What did I want to do?
Around February 2016 when I started this blog, I started to think that maybe I needed to go in a different direction. Howard thought I might want to as well but we decided to table it and revisit the subject once the fuzz in my head began to clear a little bit.
I wanted to see if the passion for the business would return. And while I still cared about my clients and my employees, I didn’t have the zing that I had before and felt it was time to move to where my heart was.
By May 2016, I figured out my purpose
I couldn’t just bail. I have employees and a business partner. I had thought that mergers between marketing and digital marketing companies was going to be the norm in the coming years and I wanted to make sure we had a good choice of dance partners. At the same time I was thinking this, so was Howard.
By May we were looking to make a move. In June, I went part time (2/3 time) because I went back too fast after my son’s death and I needed it. Suffering the loss of a child by suicide is so complex.
We both knew our employees valued having flexibility since they have families. They needed benefits and more opportunities. And I needed a situation that would allow me to exit with grace.
My business partner spearheaded this effort and we are merging with another company called WebStrategies Inc and I will work 2/3 time through the end of January 2017.
I’m following my heart
Funny how this merger was my dream 5 years ago. But my life has changed and focusing on suicide prevention and mental illness initiatives is the direction I must go in.
I am, by nature, creative, innovative and a writer/speaker. I am by nature, bold and forward thinking. Passionate is probably how I’d describe myself if I had to do it in one word. And I know my shortcomings, too and will look to others to fill those roles when I figure out the direction I go in.
This is a scary yet exciting move.
After investing $275,000 in Charles’ care over 5 years, something I’d do all over again, I don’t have the luxury of “retiring” permanently.
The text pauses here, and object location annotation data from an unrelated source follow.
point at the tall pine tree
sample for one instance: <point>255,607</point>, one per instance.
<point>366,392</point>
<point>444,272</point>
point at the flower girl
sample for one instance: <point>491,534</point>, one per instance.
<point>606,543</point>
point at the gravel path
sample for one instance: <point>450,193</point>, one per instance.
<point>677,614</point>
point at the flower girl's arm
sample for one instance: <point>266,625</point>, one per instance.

I will still need to make a living.
I am not sure how it will all work out but I just have to have faith that it will.
So what’s on the horizon?
- Building the audience for this blog so we can achieve positive change (possibly getting a sponsor)
- Seeing my social media school program come to life which is already happening plus other suicide prevention initiatives under the Charles Aubrey Rogers Fund at Beacon Tree Foundation
- Becoming more involved in Beacon Tree Foundation and American Foundation of Suicide Prevention
- Starting a book on my story
- Securing paid speaking engagements (conferences for example) on:
- My story of suicide loss and how I have found purpose and hope
- Social media marketing for businesses and especially for non-profits
- Personal branding. How do you figure out your personal brand and what are the next steps?
- Women supporting women in business
- Creating an affordable way for non-profits to create content and have a more active social media presence
- Consulting on content (writing) and social media since I have expertise in this
- Proving a concept on marketing that has never been focused on
It’s a lot, I know. The list has at least been pared down from 12!